Washington e Vítor, pai e filho na Parada Gay - Arquivo Pessoal
Washington e Vítor, pai e filho na Parada Gay Imagem: Arquivo Pessoal

Colunista de Universa

12/06/2021 04h00

Há seis anos, o gerente comercial Washington Pereira, 55, soube que o filho não era heterossexual. Ali começou uma jornada de revolta, descrença e vergonha. "Isso só terminou há cerca de três anos, quando eu também saí do armário", diz ele. Evangélico, pai de Vítor, de 27 anos, e Laura de 20, Washington explica que, no seu caso, "sair do armário" significa aceitar o filho LGBTQI+ (letras que representam todas as pessoas que têm uma identidade diversa de gênero ou de sexualidade). Não apenas tolerar ou conviver, mas aceitar.

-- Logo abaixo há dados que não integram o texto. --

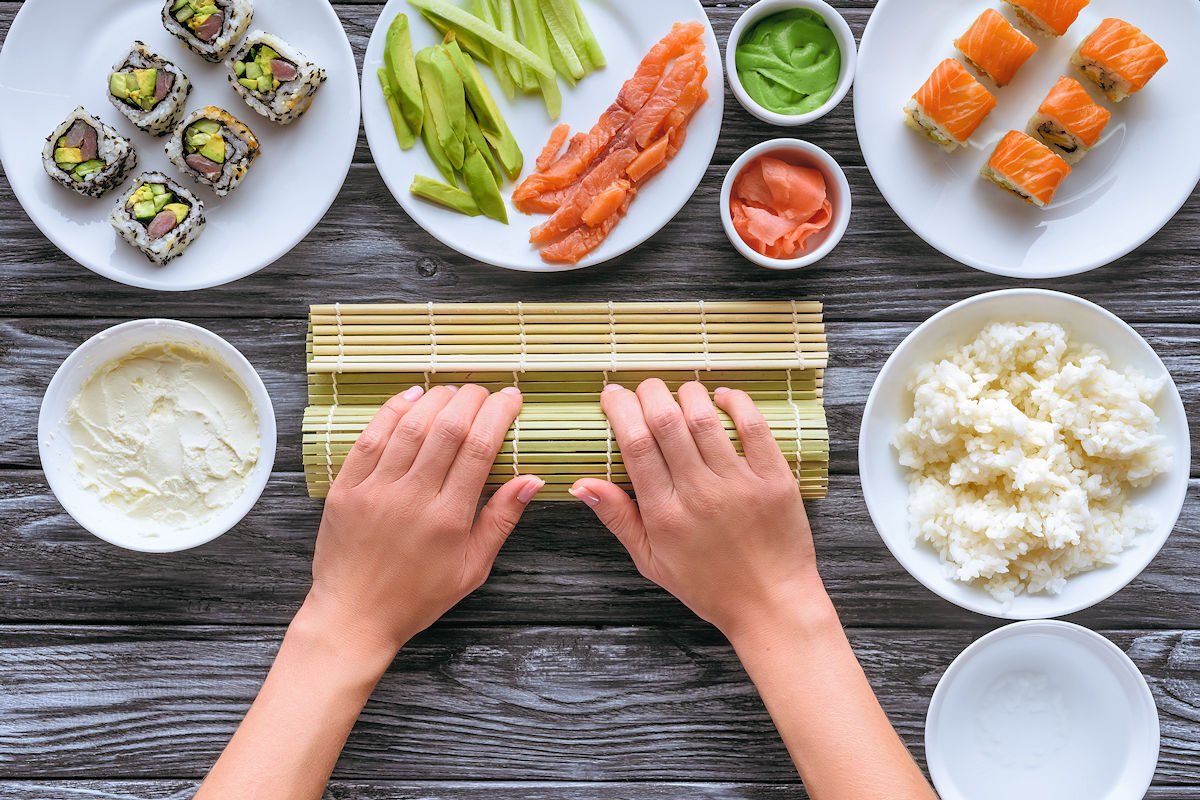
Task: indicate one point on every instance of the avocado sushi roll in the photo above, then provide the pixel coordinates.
(159, 216)
(274, 78)
(149, 90)
(88, 156)
(213, 148)
(209, 28)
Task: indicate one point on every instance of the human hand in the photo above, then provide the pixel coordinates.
(725, 534)
(400, 541)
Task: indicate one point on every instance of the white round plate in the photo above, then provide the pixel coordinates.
(58, 457)
(286, 193)
(1042, 709)
(889, 405)
(627, 30)
(1120, 196)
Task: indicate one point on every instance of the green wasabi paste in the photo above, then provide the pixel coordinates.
(789, 62)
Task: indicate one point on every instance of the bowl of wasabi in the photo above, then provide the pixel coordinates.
(791, 61)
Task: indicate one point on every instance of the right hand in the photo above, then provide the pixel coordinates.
(726, 534)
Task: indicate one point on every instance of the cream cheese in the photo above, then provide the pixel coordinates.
(167, 434)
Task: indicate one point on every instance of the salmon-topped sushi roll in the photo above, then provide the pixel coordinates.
(1048, 17)
(1026, 168)
(1119, 59)
(951, 106)
(995, 48)
(1069, 121)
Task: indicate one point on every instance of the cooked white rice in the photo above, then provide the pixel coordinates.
(1024, 446)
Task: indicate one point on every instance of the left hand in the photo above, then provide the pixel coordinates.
(400, 542)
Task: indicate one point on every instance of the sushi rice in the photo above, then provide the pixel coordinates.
(163, 250)
(240, 150)
(112, 148)
(292, 97)
(237, 17)
(166, 114)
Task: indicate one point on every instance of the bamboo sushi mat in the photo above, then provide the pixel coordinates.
(562, 355)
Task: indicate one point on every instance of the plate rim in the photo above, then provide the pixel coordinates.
(125, 278)
(541, 268)
(983, 265)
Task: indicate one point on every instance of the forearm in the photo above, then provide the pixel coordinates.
(822, 704)
(287, 745)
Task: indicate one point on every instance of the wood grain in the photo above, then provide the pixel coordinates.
(495, 703)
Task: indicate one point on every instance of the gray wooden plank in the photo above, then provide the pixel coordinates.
(511, 704)
(559, 567)
(33, 348)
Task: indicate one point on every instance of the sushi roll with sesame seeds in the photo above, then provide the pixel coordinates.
(88, 156)
(274, 78)
(149, 90)
(214, 148)
(159, 216)
(209, 28)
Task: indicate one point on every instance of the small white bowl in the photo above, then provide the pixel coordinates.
(845, 42)
(889, 405)
(54, 435)
(1042, 709)
(803, 154)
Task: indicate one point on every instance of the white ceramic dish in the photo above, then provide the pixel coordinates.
(886, 482)
(54, 435)
(625, 31)
(803, 154)
(299, 173)
(845, 41)
(1120, 196)
(1042, 709)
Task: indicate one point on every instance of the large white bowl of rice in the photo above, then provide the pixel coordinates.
(1025, 453)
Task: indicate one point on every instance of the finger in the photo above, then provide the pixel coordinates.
(502, 513)
(757, 440)
(370, 445)
(468, 473)
(447, 434)
(409, 433)
(707, 428)
(666, 422)
(639, 450)
(618, 512)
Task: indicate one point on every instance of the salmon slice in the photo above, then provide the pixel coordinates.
(1050, 17)
(1072, 108)
(550, 152)
(1027, 168)
(953, 101)
(570, 214)
(995, 48)
(649, 72)
(581, 241)
(1120, 58)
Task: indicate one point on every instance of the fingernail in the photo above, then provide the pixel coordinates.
(531, 491)
(587, 497)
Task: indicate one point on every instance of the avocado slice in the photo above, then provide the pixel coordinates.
(444, 194)
(483, 186)
(401, 65)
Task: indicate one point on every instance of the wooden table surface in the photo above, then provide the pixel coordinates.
(568, 675)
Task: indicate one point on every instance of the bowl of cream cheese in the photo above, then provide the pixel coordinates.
(156, 435)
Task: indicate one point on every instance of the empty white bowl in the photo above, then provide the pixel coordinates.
(58, 459)
(841, 31)
(793, 151)
(889, 405)
(1042, 709)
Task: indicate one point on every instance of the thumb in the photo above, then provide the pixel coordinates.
(503, 512)
(618, 512)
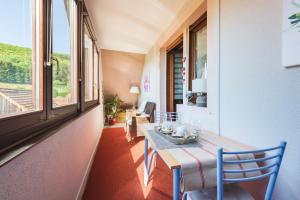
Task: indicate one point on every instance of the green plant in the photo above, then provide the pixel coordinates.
(112, 106)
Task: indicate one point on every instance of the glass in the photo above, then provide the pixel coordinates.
(96, 65)
(201, 53)
(88, 65)
(64, 56)
(20, 67)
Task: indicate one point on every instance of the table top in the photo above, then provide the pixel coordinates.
(170, 159)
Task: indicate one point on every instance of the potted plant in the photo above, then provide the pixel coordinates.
(112, 108)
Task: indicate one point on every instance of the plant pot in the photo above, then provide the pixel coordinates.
(112, 121)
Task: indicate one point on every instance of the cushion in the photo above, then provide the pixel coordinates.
(231, 192)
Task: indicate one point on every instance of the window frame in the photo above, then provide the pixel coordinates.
(193, 29)
(64, 111)
(19, 130)
(85, 20)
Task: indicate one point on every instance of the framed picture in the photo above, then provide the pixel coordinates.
(291, 33)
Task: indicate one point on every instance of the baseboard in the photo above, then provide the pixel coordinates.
(87, 172)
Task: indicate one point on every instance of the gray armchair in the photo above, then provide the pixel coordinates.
(134, 118)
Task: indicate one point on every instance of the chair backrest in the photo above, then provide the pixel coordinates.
(150, 110)
(166, 116)
(272, 168)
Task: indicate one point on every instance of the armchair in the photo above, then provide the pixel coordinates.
(135, 117)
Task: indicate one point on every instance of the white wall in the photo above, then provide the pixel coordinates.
(260, 99)
(252, 97)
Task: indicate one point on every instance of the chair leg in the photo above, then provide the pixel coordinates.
(184, 196)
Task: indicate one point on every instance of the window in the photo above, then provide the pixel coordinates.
(21, 82)
(96, 73)
(198, 50)
(41, 68)
(91, 65)
(88, 64)
(64, 53)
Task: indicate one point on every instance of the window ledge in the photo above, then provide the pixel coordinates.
(17, 150)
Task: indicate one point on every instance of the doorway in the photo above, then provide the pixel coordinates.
(174, 75)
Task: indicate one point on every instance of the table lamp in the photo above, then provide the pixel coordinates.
(200, 88)
(134, 90)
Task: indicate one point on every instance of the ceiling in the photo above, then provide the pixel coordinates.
(132, 25)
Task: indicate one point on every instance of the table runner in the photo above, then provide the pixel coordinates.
(159, 142)
(199, 163)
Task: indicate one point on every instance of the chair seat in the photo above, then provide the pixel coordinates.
(231, 192)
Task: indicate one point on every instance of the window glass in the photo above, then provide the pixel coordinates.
(201, 53)
(88, 65)
(96, 66)
(20, 67)
(64, 57)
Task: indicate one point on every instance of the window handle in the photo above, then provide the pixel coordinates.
(57, 64)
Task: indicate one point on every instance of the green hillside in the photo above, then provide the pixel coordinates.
(16, 68)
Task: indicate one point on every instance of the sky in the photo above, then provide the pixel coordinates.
(16, 24)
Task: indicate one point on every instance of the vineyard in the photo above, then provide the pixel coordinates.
(16, 69)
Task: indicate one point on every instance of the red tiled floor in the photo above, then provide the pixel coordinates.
(117, 172)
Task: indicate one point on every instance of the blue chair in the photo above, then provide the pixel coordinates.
(233, 191)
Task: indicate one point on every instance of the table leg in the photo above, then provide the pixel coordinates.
(176, 184)
(146, 174)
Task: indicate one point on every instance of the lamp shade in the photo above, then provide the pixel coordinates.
(134, 90)
(199, 85)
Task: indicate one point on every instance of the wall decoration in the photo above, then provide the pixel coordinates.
(146, 82)
(291, 33)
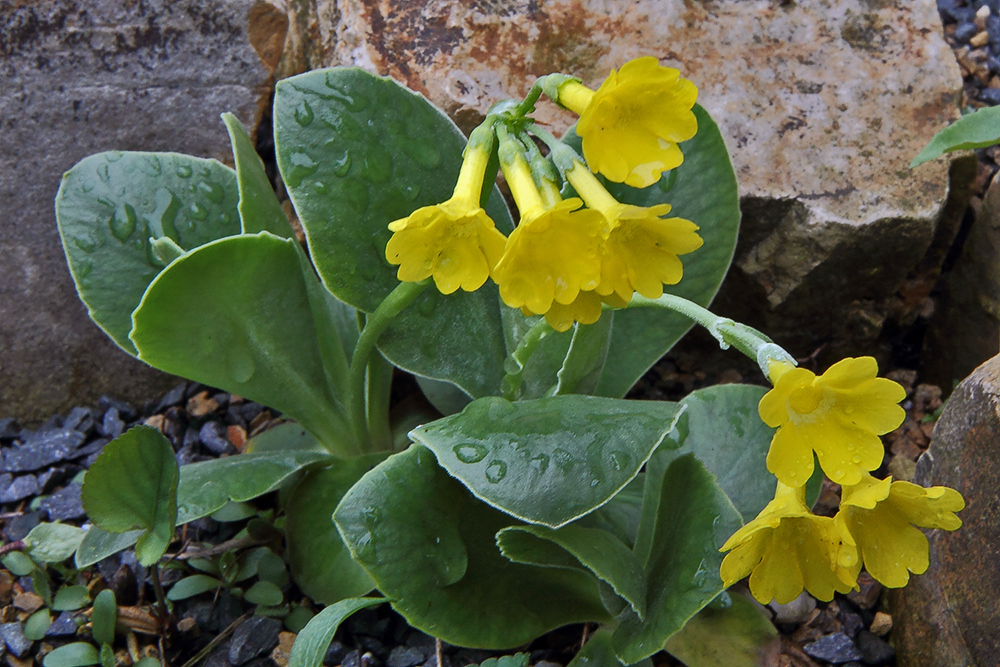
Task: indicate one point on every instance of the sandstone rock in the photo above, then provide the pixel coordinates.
(83, 76)
(823, 105)
(949, 617)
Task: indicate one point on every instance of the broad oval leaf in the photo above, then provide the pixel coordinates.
(357, 151)
(110, 204)
(133, 485)
(254, 333)
(977, 130)
(702, 189)
(320, 563)
(550, 460)
(431, 548)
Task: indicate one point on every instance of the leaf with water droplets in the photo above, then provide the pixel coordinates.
(382, 151)
(109, 205)
(431, 548)
(549, 460)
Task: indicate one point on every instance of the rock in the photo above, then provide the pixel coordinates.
(64, 504)
(822, 111)
(836, 648)
(89, 76)
(254, 637)
(13, 637)
(949, 616)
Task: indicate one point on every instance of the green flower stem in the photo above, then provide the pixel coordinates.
(746, 339)
(377, 323)
(514, 364)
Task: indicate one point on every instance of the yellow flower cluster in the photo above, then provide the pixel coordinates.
(566, 258)
(839, 416)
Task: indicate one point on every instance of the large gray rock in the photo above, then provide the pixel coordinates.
(823, 106)
(949, 617)
(83, 76)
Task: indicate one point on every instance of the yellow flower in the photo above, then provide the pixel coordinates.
(632, 124)
(787, 548)
(641, 253)
(839, 415)
(454, 242)
(880, 515)
(554, 253)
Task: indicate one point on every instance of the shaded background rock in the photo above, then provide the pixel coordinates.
(949, 616)
(823, 108)
(83, 76)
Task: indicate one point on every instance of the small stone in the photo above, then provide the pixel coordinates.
(13, 637)
(64, 504)
(65, 625)
(836, 648)
(405, 656)
(20, 488)
(874, 650)
(254, 637)
(213, 437)
(881, 624)
(794, 612)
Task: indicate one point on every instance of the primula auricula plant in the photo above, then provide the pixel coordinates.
(541, 497)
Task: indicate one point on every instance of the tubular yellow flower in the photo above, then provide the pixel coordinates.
(881, 516)
(632, 124)
(839, 415)
(454, 242)
(554, 253)
(787, 548)
(641, 253)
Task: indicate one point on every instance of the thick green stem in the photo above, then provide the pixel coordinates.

Parte da aceitação foi motivada pela adoção de Washington pelo grupo Mães pela Diversidade, que reúne cerca de 2 mil mães de gays, lésbicas, bissexuais, trans e pessoas não binárias (que não se identificam com o padrão masculino e feminino de gênero). "Quando conheci aquelas mães que não tinham vergonha dos filhos, ao contrário, falavam com naturalidade deles, até com orgulho, percebi o que significava o amor incondicional. Esse era o amor que Cristo pregava e eu sempre acreditei nas palavras dele", conta. Nesta conversa, Washington fala sobre a aceitação do filho e como esse processo envolveu a transformação da sua própria noção de paternidade.

Brenda Fucuta: Você diz que a melhor coisa que aconteceu com você foi ter saído do armário. Por quê?

Washington Pereira: Meu filho mais velho e eu tínhamos um relacionamento distante, meio frio. Eu tenho muito orgulho dele, enchia o peito para falar que ele era o melhor aluno, que falava várias línguas, que entrou na USP (Universidade de São Paulo, considerada a melhor do país) sem cursinho... Mas nunca conseguimos ter intimidade. Quando ele me contou que era gay, as coisas pioraram muito. Ele estava na faculdade. Me disse que era bissexual, que gostava de meninos e meninas. Ali, eu travei.

Minha cabeça começou a ficar louca. Levantei, não falei nada, fui tomar um banho e comecei a chorar. Mil pensamentos: onde eu errei, o que eu fiz? Aquele drama todo. Fiquei com muita raiva, muito decepcionado, fiquei sem chão. Mas o que estava pegando mesmo era o sentimento de vergonha. O que as pessoas vão pensar? Como é que eu vou viver com isso? Nesse dia, eu descobri que era homofóbico. Eu dizia que não tinha problemas com gay, mas não era verdade.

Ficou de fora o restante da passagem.